Frequently Asked Questions

How long is my data retained?

Endpoints will be visible on the Endpoints page for 90 days since they were last seen. Endpoints that reconnect after the 90 day period has passed may receive a new Orbital endpoint identifier, but will otherwise function normally and appear on the Endpoints page again.

Result content is retained for up to 48 hours, including:

  • osquery result data

Result metadata is retained for 90 days, including:

  • Result row count

  • Result creation time

  • Endpoint that produced the result

Query metadata is retained for six (6) months and includes:

  • Query SQL statements

  • Query creator

  • Query creation timestamp

In order to retrieve and store query results for a longer period of time than listed above, Orbital offers several options. You can:

  • use the Results API to collect the results, as long as you collect the results within the 48 hour retention window.

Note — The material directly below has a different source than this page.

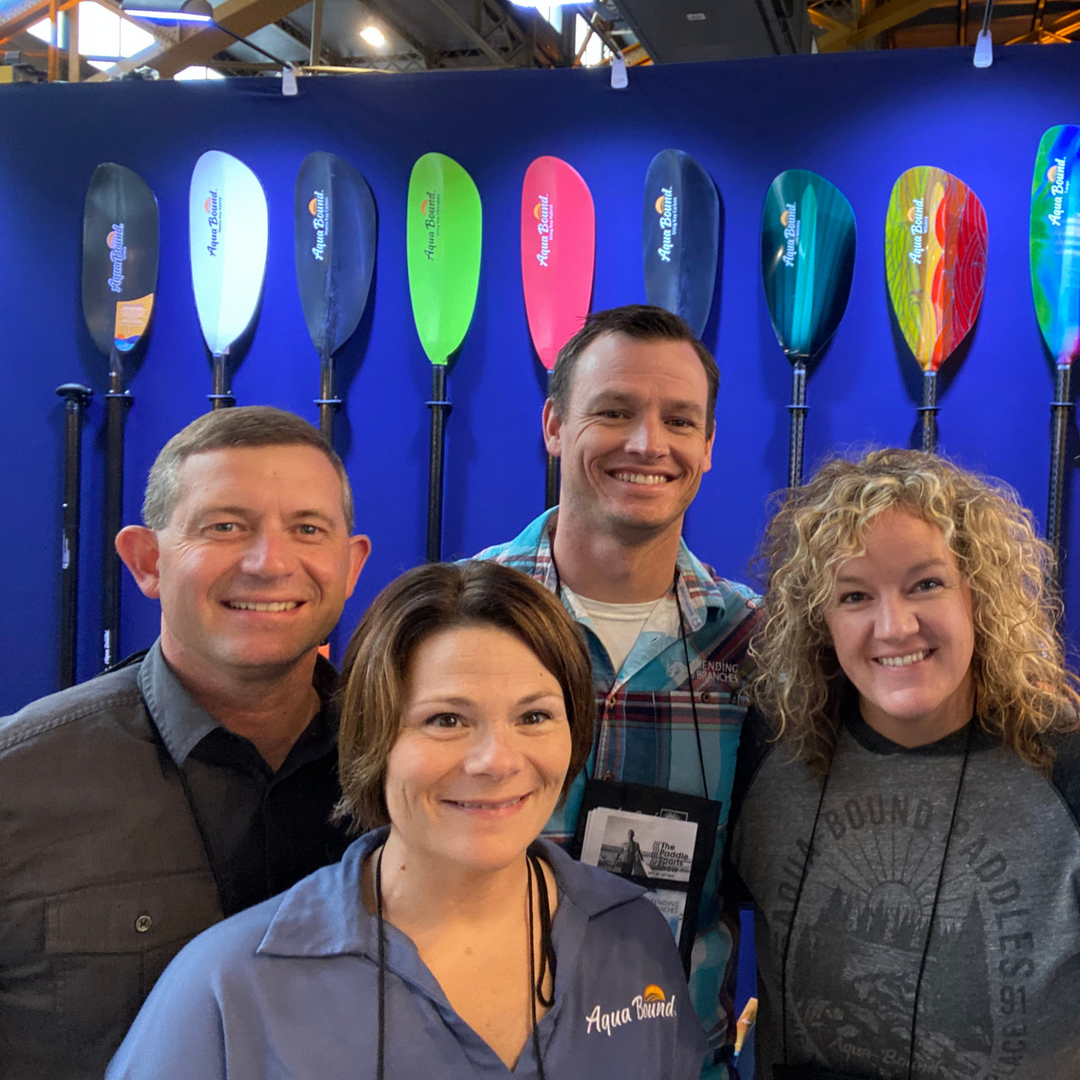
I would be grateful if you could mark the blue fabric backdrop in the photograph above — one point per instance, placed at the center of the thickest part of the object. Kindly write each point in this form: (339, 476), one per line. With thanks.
(859, 120)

  • download the results in both the CSV and JSON formats for query results and the CSV format for script results.

  • configure an external Remote Data Store that Orbital can deliver results to.

How many nodes can I query?

Orbital is designed to support querying all of your endpoints. You can view query results using the Results page. This allows you to download your query results in either CSV or JSON format, or your script results in CSV format. The Orbital API can also be used to view results using the Results API.

Why do some of my Orbital nodes have a badge in the Orbital user interface with a Cloned from indicator?

The Orbital engine is installed by the Secure Endpoint Connector and Orbital nodes share an identity with Secure Endpoint Connectors. In the case where a deployable endpoint golden image is created after the Secure Endpoint Connector has already registered and installed Orbital it can lead to duplicated identities inside Orbital.

Orbital provides visibility into multiple endpoints configured with identical Secure Endpoint Computer GUIDs. These nodes will be identified on the UI as clones As of Orbital Node version 1.10 cloned nodes are automatically given new and unique internal identifiers (Orbital Node ID) and the Secure Endpoint Computer GUID remains the same.

The original node identifier seen by Orbital is referenced for visibility but has been replaced and is inactive.

For installation options that allow provisioning and deploying a golden image with the Secure Endpoint Connector refer to the Windows Connector Installer Command Line Switches section in the Secure Endpoint User Guide.

How do I know when the nodes are ready for use with Script?

Once Orbital's Script feature has been enabled and the endpoint's node is ready for use, a line containing the string python is enabled will be added to the Operating System's logs. The following three sections discuss viewing the logs in Windows, macOS, and Linux.

Viewing Logs in Windows

In Windows Event Viewer, the path to access the log entry is:

Event Viewer->Windows Logs->Application

The value for the Event Viewer's Source column will be CiscoOrbital.

The event log listing will have the string python is enabled displayed in the message field of the General tab.

Viewing Logs in macOS

To view the appropriate log entry to check to see if Python is activated on the endpoint's node, type the following command into a Terminal window:

log show --predicate 'subsystem == "com.cisco.endpoint.orbital"' | grep python

The resulting output will look similar to the output below:

1923-09-11 21:02:48.101010-0600 0x10a8 Default 0x0 540 0 orbitalhelper: [can.cisco.endpoint.orbital:service] {"level": "info", "time": "1923-09-11T09:02:48Z"," message": "python is enabled"}

Viewing Logs in Linux

To view the appropriate log entry to check to see if Python is activated on the endpoint's node, type the following command into a terminal:

grep python /var/log/messages

The output should list the string python is enabled.